There’s been a slight alteration to the strap since we first had a look at it as well. Now the area of the strap surrounding the watch module has been made more rigid to ensure it stays in place. The clasp holding the smartwatch around your wrist is a similar two-part mechanism to that used on Samsung’s watches, and you can rest assured that, after some initial fidgeting, this watch is not going to budge.
Touchscreen interaction aside, there’s just a single button and that allows you to turn the device on or off, or can be held down for a reset, which we unfortunately had to do on a couple of occasions. Around the back it’s good news for anyone who hates proprietary charging cradles as much we do. Sony has included a Micro USB port, so you can use the somewhat short cable in the box or use your (non-Apple) phone’s as an alternative.
The SmartWatch 3’s 1.6-inch TFT LCD touchscreen is on the whole pretty underwhelming. Sony has done a good job of making sure it’s well protected and achieves good visibility outdoors, but if you’re looking for the best, the SmartWatch 3 falls short.

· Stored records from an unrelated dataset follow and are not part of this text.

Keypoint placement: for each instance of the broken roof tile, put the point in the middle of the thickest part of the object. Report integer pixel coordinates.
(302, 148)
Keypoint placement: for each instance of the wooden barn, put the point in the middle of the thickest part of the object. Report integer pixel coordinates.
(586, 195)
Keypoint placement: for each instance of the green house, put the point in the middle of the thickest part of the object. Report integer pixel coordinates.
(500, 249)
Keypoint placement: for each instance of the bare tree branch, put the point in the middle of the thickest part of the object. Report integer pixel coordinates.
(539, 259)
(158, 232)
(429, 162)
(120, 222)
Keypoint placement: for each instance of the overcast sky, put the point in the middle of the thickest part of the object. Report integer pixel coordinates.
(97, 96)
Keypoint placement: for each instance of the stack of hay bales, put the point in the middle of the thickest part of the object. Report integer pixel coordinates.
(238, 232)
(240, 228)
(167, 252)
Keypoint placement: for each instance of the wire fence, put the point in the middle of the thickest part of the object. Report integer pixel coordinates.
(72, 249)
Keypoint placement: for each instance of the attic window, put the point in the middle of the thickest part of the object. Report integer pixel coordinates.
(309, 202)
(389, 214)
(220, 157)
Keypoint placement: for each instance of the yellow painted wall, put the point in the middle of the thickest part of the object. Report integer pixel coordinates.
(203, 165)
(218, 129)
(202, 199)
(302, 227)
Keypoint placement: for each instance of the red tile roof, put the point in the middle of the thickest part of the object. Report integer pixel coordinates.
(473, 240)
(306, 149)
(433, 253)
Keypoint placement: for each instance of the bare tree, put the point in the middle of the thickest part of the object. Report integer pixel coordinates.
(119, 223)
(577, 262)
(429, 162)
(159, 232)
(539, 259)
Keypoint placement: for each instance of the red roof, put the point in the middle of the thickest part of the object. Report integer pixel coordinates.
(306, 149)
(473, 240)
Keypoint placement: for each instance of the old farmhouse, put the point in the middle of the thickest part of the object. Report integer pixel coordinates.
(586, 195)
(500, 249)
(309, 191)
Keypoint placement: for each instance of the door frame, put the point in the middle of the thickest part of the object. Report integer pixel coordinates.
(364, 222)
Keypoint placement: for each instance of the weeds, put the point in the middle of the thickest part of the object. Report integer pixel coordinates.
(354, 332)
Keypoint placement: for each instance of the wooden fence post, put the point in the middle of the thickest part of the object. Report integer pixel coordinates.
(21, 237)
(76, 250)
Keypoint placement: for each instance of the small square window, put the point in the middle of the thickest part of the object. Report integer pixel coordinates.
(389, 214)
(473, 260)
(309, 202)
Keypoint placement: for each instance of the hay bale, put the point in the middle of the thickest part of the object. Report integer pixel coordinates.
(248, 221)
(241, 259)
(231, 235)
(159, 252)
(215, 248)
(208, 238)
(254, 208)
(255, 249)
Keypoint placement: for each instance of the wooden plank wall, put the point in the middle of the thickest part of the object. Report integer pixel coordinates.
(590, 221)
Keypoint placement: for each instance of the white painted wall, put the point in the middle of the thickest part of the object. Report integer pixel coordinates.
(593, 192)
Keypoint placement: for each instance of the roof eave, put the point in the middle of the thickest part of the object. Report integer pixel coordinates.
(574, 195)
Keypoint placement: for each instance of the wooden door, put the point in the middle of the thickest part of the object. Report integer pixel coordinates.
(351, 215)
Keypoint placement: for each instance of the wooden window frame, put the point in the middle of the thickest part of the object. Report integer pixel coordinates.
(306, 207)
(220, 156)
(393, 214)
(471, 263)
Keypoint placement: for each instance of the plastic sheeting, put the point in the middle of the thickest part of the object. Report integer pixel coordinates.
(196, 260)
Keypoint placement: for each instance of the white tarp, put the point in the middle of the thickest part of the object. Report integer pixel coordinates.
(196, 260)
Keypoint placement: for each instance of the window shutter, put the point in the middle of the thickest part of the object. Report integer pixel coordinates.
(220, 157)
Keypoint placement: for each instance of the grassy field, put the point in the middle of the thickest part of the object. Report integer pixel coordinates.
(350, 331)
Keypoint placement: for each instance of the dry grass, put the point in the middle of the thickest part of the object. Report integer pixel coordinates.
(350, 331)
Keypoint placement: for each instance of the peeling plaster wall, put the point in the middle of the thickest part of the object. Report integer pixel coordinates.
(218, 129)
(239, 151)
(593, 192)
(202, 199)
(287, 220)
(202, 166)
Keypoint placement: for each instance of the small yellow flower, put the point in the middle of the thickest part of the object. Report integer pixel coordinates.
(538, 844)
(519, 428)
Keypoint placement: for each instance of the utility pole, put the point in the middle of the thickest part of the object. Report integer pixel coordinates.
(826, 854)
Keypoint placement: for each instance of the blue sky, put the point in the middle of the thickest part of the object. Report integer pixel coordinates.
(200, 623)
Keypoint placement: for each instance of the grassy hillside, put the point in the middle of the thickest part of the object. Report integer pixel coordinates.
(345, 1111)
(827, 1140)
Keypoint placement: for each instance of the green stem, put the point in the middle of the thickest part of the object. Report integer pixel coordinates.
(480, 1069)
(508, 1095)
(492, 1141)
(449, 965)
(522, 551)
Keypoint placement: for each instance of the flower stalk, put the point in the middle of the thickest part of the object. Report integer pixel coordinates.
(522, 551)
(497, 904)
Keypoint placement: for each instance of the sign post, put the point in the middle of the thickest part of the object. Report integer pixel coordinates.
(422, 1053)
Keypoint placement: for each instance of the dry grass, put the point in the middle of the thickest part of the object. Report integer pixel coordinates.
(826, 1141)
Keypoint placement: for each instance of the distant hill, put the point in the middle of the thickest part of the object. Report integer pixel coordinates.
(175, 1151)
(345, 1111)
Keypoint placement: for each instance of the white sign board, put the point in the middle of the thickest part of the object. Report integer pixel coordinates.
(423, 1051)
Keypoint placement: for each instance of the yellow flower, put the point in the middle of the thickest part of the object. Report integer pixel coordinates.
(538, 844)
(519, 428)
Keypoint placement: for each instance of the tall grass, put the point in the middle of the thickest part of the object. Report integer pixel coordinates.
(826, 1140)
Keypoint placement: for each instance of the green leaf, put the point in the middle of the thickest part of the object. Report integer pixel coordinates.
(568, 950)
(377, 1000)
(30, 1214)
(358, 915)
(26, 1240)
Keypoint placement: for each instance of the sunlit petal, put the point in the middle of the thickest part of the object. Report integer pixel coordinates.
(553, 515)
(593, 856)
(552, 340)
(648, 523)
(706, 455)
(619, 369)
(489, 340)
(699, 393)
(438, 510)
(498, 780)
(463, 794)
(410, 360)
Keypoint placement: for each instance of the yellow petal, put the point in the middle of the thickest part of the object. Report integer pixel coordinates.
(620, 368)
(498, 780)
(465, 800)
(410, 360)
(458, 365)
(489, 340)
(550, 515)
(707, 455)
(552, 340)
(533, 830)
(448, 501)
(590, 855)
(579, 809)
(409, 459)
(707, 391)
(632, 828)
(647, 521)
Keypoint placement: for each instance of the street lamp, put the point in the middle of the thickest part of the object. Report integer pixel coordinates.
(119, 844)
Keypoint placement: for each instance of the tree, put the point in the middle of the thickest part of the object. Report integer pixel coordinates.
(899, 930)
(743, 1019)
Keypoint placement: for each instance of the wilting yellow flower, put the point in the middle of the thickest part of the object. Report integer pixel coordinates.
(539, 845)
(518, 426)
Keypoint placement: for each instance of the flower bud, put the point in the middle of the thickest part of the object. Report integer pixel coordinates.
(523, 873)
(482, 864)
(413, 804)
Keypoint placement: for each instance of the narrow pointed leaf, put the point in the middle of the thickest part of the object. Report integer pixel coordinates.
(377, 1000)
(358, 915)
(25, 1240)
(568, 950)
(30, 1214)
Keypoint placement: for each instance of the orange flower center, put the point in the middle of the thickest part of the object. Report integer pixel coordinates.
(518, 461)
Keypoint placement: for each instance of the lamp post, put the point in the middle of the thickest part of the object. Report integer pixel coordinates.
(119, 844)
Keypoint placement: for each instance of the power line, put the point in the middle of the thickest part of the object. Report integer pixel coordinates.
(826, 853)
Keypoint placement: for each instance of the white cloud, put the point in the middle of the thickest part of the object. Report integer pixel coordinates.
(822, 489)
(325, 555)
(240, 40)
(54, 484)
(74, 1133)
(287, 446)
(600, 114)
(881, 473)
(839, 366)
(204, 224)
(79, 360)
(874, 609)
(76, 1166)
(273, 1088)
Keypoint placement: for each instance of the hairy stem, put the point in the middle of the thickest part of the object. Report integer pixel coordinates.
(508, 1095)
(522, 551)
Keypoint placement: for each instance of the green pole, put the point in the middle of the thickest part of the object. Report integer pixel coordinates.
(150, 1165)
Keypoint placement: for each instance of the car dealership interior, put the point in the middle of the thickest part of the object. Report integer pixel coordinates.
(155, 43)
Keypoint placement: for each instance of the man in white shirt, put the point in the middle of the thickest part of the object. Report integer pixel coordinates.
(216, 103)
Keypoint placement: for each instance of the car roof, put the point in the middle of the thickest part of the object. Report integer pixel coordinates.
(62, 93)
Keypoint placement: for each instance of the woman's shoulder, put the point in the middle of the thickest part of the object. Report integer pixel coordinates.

A Gorilla Glass 3 coating adds an important layer of scratch- and impact-proof durability, though the viewing angles are less than fantastic. The latter probably doesn’t seem as important as it does when you compare it to a smartphone, but it does become an issue when you’re glancing at notifications.
The 320 x 320 resolution and 245ppi pixel density means sharpness, clarity and overall vibrancy pales in comparison to Samsung’s Super AMOLED displays used on the Gear Live and Gear S watches. Colours are muted, much like they are on the LG G Watch, and images clearly look a little pixellated.
It’s a bright screen at least when cranked up to the maximum setting available, and to improve screen visibility outdoors Sony includes a transflective display. The benefit here is that the screen is still easily readable in the bright outdoors without having to rely on the potentially battery-sapping ambient light sensor. In practice it works well and, like the Outdoor mode on Samsung’s smartwatches, is a good solution to a problem for small displays.
There’s no real complaints to have with screen responsiveness, while the square watch face means there are no optimisation issues displaying Android Wear apps as the developers intended them to look. Sony includes some basic display accessibility features to improve screen visibility, such as the ability to invert colours and make text larger if you’re having to squint.